Could not find out why the mat1 from the convolutional network is 128x4 and not 4x128. The following is the convolutional network used:
model = torch.nn.Sequential(
torch.nn.Conv2d(2,32,kernel_size=3,padding=1),
torch.nn.ReLU(),
torch.nn.MaxPool2d(2,2),
torch.nn.Conv2d(32,64,kernel_size=3,padding=1),
torch.nn.ReLU(),
torch.nn.MaxPool2d(2,2),
torch.nn.Conv2d(64,128,kernel_size=3,padding=1),
torch.nn.ReLU(),
torch.nn.MaxPool2d(2,2,padding=1),
torch.nn.Flatten(),
torch.nn.Linear(128, 64),
torch.nn.ReLU(),
torch.nn.Linear(64,4)
)
The model training code is as follows:
epochs = 1000
losses = [] #A
for i in range(epochs): #B
game = Gridworld(size=size, mode='static') #C
# state_ = game.board.render_np().reshape(1,l1) + np.random.rand(1,l1)/10.0 #D
state_ = game.board.render_np() + np.random.rand(size,size)/10.0 #D
state1 = torch.from_numpy(state_).float() #E
print(state1.shape)
status = 1 #F
while(status == 1): #G
qval = model(state1) #H
qval_ = qval.data.numpy()
if (random.random() < epsilon): #I
action_ = np.random.randint(0,4)
else:
action_ = np.argmax(qval_)
action = action_set[action_] #J
game.makeMove(action) #K
state2_ = game.board.render_np().reshape(1,l1) + np.random.rand(1,l1)/10.0
state2 = torch.from_numpy(state2_).float() #L
reward = game.reward()
with torch.no_grad():
newQ = model(state2.reshape(1,l1))
maxQ = torch.max(newQ) #M
if reward == -1: #N
Y = reward + (gamma * maxQ)
else:
Y = reward
Y = torch.Tensor([Y]).detach()
X = qval.squeeze()[action_] #O
loss = loss_fn(X, Y) #P
print(i, loss.item())
clear_output(wait=True)
optimizer.zero_grad()
loss.backward()
losses.append(loss.item())
optimizer.step()
state1 = state2
if reward != -1: #Q
status = 0
if epsilon > 0.1: #R
epsilon -= (1/epochs)
The error log shown is:
torch.Size([2, 12, 12])
---------------------------------------------------------------------------
RuntimeError Traceback (most recent call last)

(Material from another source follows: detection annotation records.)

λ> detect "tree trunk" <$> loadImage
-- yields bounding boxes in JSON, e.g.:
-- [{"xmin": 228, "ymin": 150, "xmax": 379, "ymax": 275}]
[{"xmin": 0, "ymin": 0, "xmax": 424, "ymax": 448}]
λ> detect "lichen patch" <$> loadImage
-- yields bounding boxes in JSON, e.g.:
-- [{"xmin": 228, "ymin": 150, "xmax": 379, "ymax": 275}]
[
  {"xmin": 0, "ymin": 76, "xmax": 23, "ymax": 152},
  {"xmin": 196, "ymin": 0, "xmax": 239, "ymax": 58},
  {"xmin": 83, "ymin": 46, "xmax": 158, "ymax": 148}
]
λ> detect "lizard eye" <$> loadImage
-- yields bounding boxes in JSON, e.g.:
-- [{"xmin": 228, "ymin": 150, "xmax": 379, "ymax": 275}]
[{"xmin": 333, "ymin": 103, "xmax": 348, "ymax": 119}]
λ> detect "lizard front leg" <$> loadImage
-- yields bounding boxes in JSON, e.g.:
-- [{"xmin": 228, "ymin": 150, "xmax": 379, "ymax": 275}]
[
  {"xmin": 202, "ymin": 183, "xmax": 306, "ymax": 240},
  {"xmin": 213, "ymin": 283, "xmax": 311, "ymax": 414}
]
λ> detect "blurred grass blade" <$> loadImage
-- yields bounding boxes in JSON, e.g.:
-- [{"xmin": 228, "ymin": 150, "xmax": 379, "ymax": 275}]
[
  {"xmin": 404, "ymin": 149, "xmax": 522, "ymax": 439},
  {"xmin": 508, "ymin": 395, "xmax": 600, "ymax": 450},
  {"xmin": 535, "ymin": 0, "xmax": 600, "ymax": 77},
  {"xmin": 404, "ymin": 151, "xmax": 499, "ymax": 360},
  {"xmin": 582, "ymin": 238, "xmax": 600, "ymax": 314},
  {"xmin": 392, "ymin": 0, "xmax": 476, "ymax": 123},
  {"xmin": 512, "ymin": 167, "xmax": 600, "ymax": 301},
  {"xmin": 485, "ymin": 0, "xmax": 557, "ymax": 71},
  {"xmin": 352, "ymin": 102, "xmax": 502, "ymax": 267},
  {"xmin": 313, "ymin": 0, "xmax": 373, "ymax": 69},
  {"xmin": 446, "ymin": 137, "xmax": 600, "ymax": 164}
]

<ipython-input-22-d2f43f09fd01> in <module>()
74 status = 1 #F
75 while(status == 1): #G
---> 76 qval = model(state1) #H
77 qval_ = qval.data.numpy()
78 if (random.random() < epsilon): #I
3 frames
/usr/local/lib/python3.7/dist-packages/torch/nn/modules/linear.py in forward(self, input)
101
102 def forward(self, input: Tensor) -> Tensor:
--> 103 return F.linear(input, self.weight, self.bias)
104
105 def extra_repr(self) -> str:
RuntimeError: mat1 and mat2 shapes cannot be multiplied (128x4 and 128x64)
mat1 should be the output of the convolutional network after it is flattened, and mat2 is the linear network following it. Appreciate any help. Thanks!